Cette ronde qu’il faisait ce soir-là n’était pas dans ses habitudes quotidiennes, bien qu’il eût toujours l’esprit en éveil ; mais en ce moment quelque chose, qu’il eût été fort en peine d’expliquer lui-même, une rumeur incertaine, une inquiétude vague et irréfléchie, l’avait tiré de son repos, et Mathéus venait de quitter sa chambre pour parcourir le château. Cette ronde du gouverneur, on l’attendait le matin, on l’attendait le soir, et en l’attendant on veillait.

Ses yeux interrogeaient les plis roides des portières et des rideaux, les encoignures des fenêtres, où les ténèbres étaient épaisses, les angles perdus dans la nuit, et lentement son pied se posait par terre.

Quand il fut au milieu de la galerie, la lune se voila ; une ombre plus dense se répandit dans la galerie. Mathéus avançait toujours.

Il avait déjà franchi la plus grande partie de la distance qui le séparait de la porte opposée à celle par laquelle il était entré, lorsqu’il lui sembla que le bout d’une tenture venait de remuer faiblement, comme si un soupir de la brise en eût soulevé le bord.

Sa main se porta sur la garde de son poignard ; mais, tandis que son attention était tout entière dirigée de ce côté, Magnus et Carquefou, se dressant tout à coup, arrivèrent sur lui d’un seul bond et le terrassèrent avant même qu’il eût le temps de dégainer. — À moi ! cria le gouverneur d’une voix étranglée.

Mais le son passa comme un souffle, et bientôt immobile, entouré de liens que tous ses efforts ne réunissaient pas à briser, bâillonné et le cou pris dans une corde, dont Carquefou tenait l’extrémité, Mathéus ne représentait plus, gisant par terre, qu’une masse inerte semblable au cadavre d’un soldat qu’on va jeter dans sa bière.

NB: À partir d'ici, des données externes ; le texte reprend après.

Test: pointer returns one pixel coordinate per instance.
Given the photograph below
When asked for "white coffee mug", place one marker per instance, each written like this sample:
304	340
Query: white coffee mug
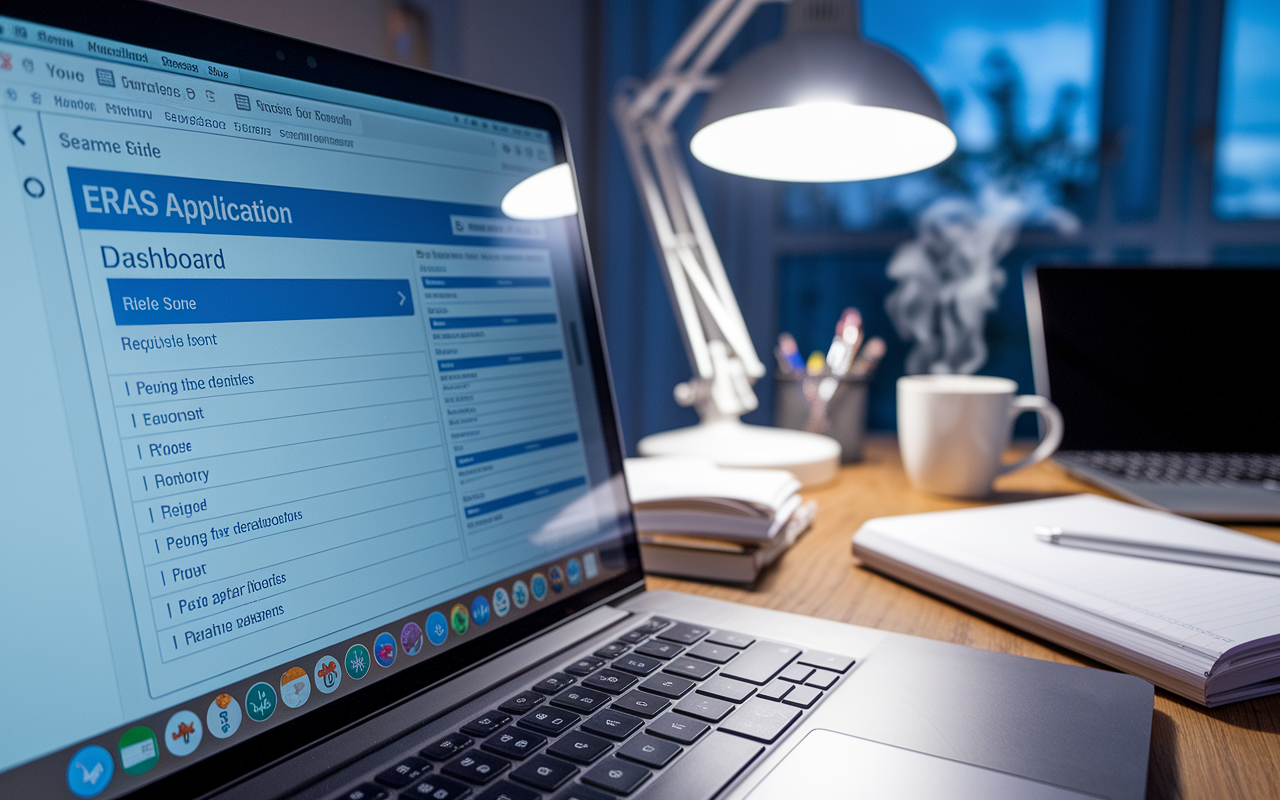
952	430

Armand-Louis et Renaud étaient devant lui ; mais il ne les reconnaissait pas. La présence d’Adrienne et de Diane lui faisait seule soupçonner à qui appartenaient les visages muets qu’il voyait confusément dans l’ombre.

— Je t’avais dit que je te pendrais, dit enfin Renaud ; et tu sais bien que je tiens toujours ce que je promets.

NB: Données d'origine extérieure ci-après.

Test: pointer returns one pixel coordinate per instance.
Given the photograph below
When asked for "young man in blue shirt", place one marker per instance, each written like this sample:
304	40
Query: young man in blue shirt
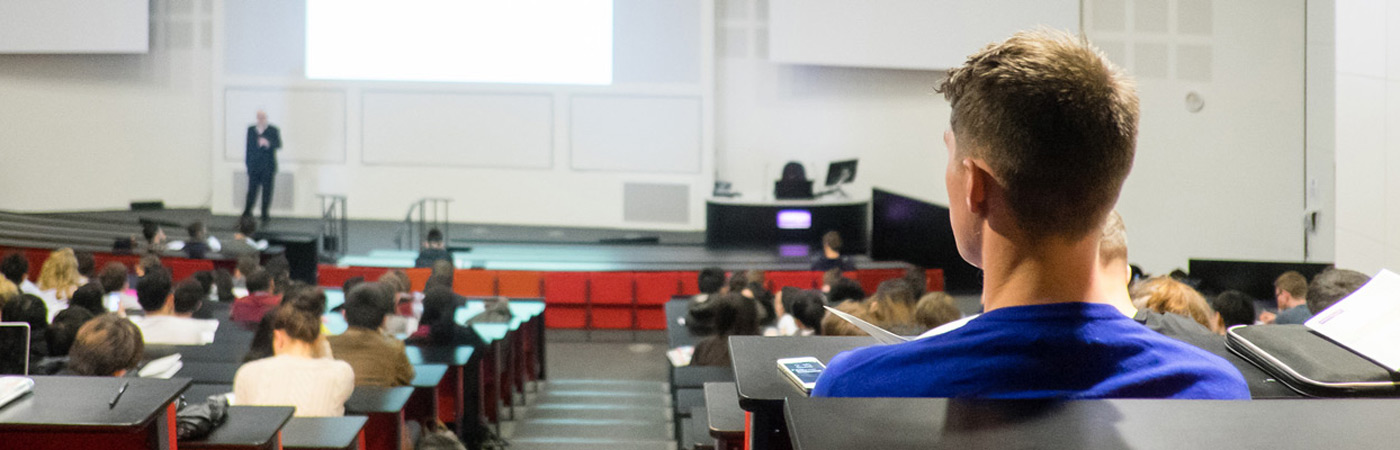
1043	133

Mathéus frissonna. On vit les veines de son cou se gonfler, sa face passer du blanc au rouge sombre ; tout son corps s’agita d’un mouvement convulsif, et ses muscles se tordre dans un effort suprême ; puis ses yeux injectés de sang se fermèrent, et il resta immobile comme le corps d’un homme dont la vie s’est subitement retirée.

Renaud fit un signe de la main, et Carquefou chargea Mathéus sur ses épaules. La galerie fut traversée, le couloir atteint, et le cortège passa silencieusement sous la poterne. Rudiger, qui les attendait, n’avait rien vu, rien entendu.

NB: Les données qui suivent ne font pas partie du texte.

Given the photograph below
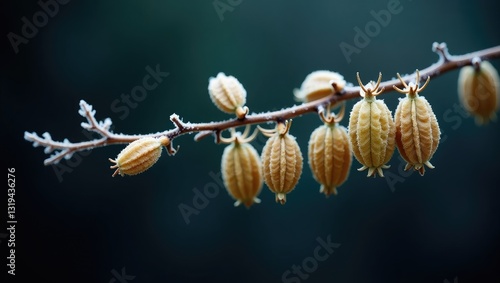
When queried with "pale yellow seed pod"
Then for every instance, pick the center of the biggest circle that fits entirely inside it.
(478, 91)
(330, 156)
(242, 170)
(281, 162)
(417, 129)
(139, 155)
(372, 130)
(228, 94)
(318, 84)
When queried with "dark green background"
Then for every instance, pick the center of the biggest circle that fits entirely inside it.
(442, 226)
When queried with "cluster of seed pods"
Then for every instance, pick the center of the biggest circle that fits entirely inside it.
(372, 136)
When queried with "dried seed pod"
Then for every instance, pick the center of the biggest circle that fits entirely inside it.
(281, 161)
(318, 84)
(139, 155)
(417, 129)
(241, 169)
(371, 130)
(478, 90)
(228, 94)
(330, 156)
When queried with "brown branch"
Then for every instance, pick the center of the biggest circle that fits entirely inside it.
(65, 149)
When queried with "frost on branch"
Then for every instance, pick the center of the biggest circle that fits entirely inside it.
(65, 149)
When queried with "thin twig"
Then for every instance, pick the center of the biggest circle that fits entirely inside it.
(65, 149)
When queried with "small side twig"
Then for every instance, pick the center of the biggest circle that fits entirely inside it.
(65, 149)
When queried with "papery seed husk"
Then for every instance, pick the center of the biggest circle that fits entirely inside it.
(282, 164)
(242, 172)
(372, 134)
(139, 155)
(417, 132)
(479, 91)
(227, 93)
(330, 156)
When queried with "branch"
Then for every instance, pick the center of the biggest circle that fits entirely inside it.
(65, 149)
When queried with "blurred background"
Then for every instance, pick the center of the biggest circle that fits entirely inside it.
(78, 224)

— Tout va bien ! dit-il à Magnus.

De gros nuages cachaient la lune en ce moment ; on voyait à peine devant soi le rideau noir de la forêt noyée dans la nuit. Cependant un cri s’éleva de l’échauguette accrochée à l’angle du mur comme l’aire d’un aigle au flanc d’un rocher.

— Dux et imperator ! s’écria M. de la Guerche en répondant au qui-vive de la sentinelle.

Mathéus Orlscopp, qui avait ouvert les yeux, les referma.

Une minute après, l’enceinte des fossés et des glacis était franchie.